Huge updates have been made to Watson Visual Recognition (VisRec). The main being it is now integrated into Watson Studio. If you haven’t tried Watson Studio yet, go now! 🙂 It is a Data Science / Machine Learning / Deep Learning development platform.

Watson VisRec still continues to amaze people at how quickly and accurately it can classify custom content, we also have Watson Media which can annotate live video. If RAW POWER is needed, there is PowerAI Vision, which allows for real time classification on video. We are talking “Person of Interest” level classification. 🙂

I have no confidence in Entities.

I have nothing but love for Entities now! Gone are the “keyword” type entities. Now they are built using a ML NLP model. Not only that, it also helps to dramatically improve the training of Intents.

There are now Pattern Entities as well. These allow for complex regular expressions.

The design pattern of using entities to lower the confidence of an intent is still valid.

Manufacturing Intent

Creating manufactured questions is still very much an issue you would want to avoid.

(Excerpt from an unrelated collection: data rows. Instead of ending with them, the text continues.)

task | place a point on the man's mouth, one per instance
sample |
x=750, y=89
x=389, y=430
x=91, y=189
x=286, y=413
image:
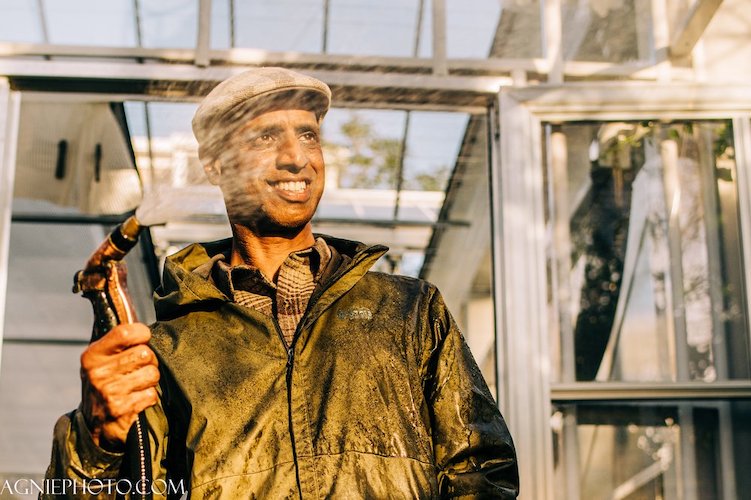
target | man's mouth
x=291, y=186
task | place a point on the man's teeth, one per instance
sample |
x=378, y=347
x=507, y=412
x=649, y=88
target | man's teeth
x=294, y=187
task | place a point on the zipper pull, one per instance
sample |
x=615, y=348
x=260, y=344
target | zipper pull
x=290, y=357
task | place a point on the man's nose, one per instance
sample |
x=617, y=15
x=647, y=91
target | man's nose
x=291, y=154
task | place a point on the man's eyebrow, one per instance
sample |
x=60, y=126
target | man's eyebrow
x=307, y=128
x=267, y=129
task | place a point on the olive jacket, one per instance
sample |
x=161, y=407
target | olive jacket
x=377, y=397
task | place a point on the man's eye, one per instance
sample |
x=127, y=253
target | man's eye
x=262, y=140
x=310, y=137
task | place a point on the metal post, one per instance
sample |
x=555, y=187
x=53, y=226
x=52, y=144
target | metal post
x=669, y=154
x=561, y=250
x=710, y=203
x=440, y=65
x=742, y=142
x=203, y=43
x=552, y=37
x=661, y=37
x=521, y=293
x=9, y=112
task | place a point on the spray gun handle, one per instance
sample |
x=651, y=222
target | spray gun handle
x=103, y=282
x=107, y=290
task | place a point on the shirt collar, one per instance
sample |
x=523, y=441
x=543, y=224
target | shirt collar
x=247, y=277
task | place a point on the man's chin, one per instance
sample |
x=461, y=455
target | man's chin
x=265, y=226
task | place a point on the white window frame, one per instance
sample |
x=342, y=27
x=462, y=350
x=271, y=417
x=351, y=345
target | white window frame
x=519, y=252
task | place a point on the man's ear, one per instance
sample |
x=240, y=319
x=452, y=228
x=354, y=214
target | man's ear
x=213, y=171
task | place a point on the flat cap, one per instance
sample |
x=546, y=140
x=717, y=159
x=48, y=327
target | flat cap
x=251, y=92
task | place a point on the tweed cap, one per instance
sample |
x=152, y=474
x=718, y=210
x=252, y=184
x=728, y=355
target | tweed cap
x=252, y=92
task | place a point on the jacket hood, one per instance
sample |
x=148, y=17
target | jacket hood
x=185, y=284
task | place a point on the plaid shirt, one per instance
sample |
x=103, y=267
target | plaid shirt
x=286, y=299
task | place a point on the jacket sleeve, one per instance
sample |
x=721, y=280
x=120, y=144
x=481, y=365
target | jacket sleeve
x=472, y=446
x=76, y=460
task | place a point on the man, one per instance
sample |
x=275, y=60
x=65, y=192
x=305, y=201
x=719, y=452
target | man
x=280, y=366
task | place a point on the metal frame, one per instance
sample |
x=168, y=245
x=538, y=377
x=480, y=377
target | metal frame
x=9, y=113
x=692, y=27
x=520, y=250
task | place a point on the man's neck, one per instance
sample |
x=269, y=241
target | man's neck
x=267, y=253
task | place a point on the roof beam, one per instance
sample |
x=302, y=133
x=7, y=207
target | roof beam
x=692, y=27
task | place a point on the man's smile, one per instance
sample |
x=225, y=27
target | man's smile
x=297, y=190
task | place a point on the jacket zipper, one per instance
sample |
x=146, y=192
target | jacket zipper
x=291, y=360
x=141, y=456
x=288, y=379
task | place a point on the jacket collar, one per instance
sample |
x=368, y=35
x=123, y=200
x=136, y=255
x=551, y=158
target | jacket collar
x=185, y=284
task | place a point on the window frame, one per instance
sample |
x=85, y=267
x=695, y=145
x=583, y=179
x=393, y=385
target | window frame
x=520, y=252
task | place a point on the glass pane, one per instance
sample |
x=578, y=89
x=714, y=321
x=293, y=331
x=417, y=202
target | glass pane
x=433, y=142
x=646, y=265
x=169, y=23
x=464, y=237
x=279, y=25
x=604, y=31
x=362, y=150
x=91, y=22
x=20, y=21
x=38, y=383
x=507, y=29
x=655, y=450
x=361, y=27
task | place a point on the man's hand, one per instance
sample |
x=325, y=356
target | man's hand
x=119, y=374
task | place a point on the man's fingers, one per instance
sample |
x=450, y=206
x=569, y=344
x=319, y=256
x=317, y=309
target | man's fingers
x=145, y=399
x=136, y=357
x=122, y=337
x=138, y=380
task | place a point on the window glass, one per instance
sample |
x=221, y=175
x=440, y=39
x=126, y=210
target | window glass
x=38, y=383
x=20, y=21
x=646, y=262
x=606, y=31
x=169, y=23
x=457, y=259
x=506, y=29
x=385, y=28
x=667, y=450
x=90, y=22
x=279, y=25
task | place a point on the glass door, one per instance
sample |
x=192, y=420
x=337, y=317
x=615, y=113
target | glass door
x=624, y=213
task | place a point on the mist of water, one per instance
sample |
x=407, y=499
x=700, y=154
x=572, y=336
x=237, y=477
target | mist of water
x=170, y=204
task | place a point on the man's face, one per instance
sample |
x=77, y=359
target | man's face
x=272, y=173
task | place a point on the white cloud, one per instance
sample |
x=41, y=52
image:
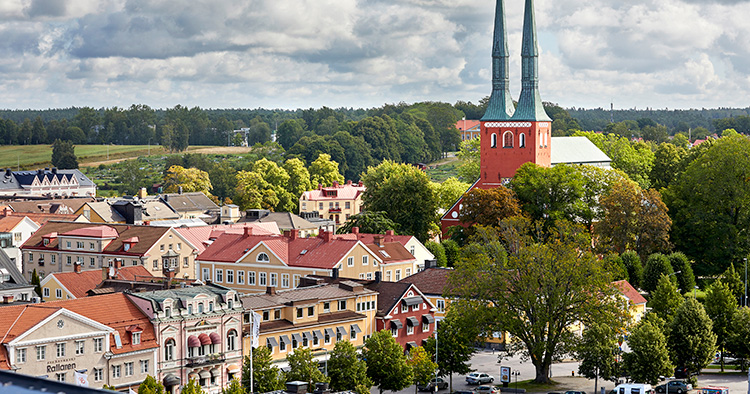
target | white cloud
x=303, y=53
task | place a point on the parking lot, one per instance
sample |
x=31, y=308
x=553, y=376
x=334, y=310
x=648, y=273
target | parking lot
x=486, y=361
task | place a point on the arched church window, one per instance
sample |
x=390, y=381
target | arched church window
x=508, y=139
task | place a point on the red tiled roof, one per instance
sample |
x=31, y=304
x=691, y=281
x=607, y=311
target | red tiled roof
x=430, y=281
x=629, y=292
x=80, y=283
x=148, y=236
x=200, y=236
x=318, y=253
x=8, y=223
x=93, y=232
x=346, y=191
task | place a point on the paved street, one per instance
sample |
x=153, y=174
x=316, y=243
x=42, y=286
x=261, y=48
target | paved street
x=486, y=361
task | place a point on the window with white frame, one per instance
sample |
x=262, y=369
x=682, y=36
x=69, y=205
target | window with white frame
x=41, y=352
x=21, y=356
x=80, y=347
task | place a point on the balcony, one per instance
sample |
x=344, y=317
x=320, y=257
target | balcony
x=209, y=359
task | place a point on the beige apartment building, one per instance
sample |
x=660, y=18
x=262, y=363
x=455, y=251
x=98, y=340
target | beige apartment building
x=337, y=202
x=60, y=246
x=251, y=263
x=315, y=317
x=105, y=338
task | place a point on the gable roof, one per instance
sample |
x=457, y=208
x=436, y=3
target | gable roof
x=627, y=290
x=79, y=283
x=148, y=236
x=576, y=150
x=186, y=202
x=301, y=252
x=430, y=281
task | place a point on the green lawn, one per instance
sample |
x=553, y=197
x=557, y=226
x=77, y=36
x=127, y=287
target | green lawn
x=34, y=156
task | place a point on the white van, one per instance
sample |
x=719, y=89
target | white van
x=634, y=388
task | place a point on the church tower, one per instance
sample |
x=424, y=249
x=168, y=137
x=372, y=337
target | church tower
x=511, y=138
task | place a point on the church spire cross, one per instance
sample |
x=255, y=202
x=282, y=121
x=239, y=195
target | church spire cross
x=530, y=103
x=500, y=106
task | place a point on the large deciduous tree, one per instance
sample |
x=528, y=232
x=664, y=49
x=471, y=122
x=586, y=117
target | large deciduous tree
x=634, y=219
x=692, y=342
x=487, y=207
x=710, y=205
x=596, y=353
x=386, y=362
x=404, y=193
x=346, y=370
x=186, y=179
x=548, y=282
x=648, y=359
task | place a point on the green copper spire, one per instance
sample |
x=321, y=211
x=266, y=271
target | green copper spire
x=530, y=103
x=500, y=106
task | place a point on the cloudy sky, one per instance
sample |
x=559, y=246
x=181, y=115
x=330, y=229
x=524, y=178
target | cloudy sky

That said, you may have seen Project Debater. While this is personal opinion (and no guarantee it will ever be a feature), I can see this technology augmenting the intent and answer creation of Watson Assistant.

Anaphora? I hardly knew her.

This is still very much a good and well used pattern. I’d love if Watson Development wrapped it into Watson Assistant, but for now it helps easily adding intelligence into your conversation.

Removing the confusion in Intents.

While this can help still in training, the current beta has features which will likely make this redundant.

Watson Conversation just got turned up to 11.

This should be “Watson Assistant” 😉

Slots have continued to improve. You can now create more complex slot responses and handlers. Allowing to jump to nodes within the slot itself, rather then create a conditional tree.

Digressions is also a new feature which allows you to dictate when the user can go off script, and pull them back.

I love Pandas

While I still love using Pandas, Watson Assistant logging analytics has improved dramatically. Again there are features coming in the Beta which make this even better for training your enterprise level chat bots.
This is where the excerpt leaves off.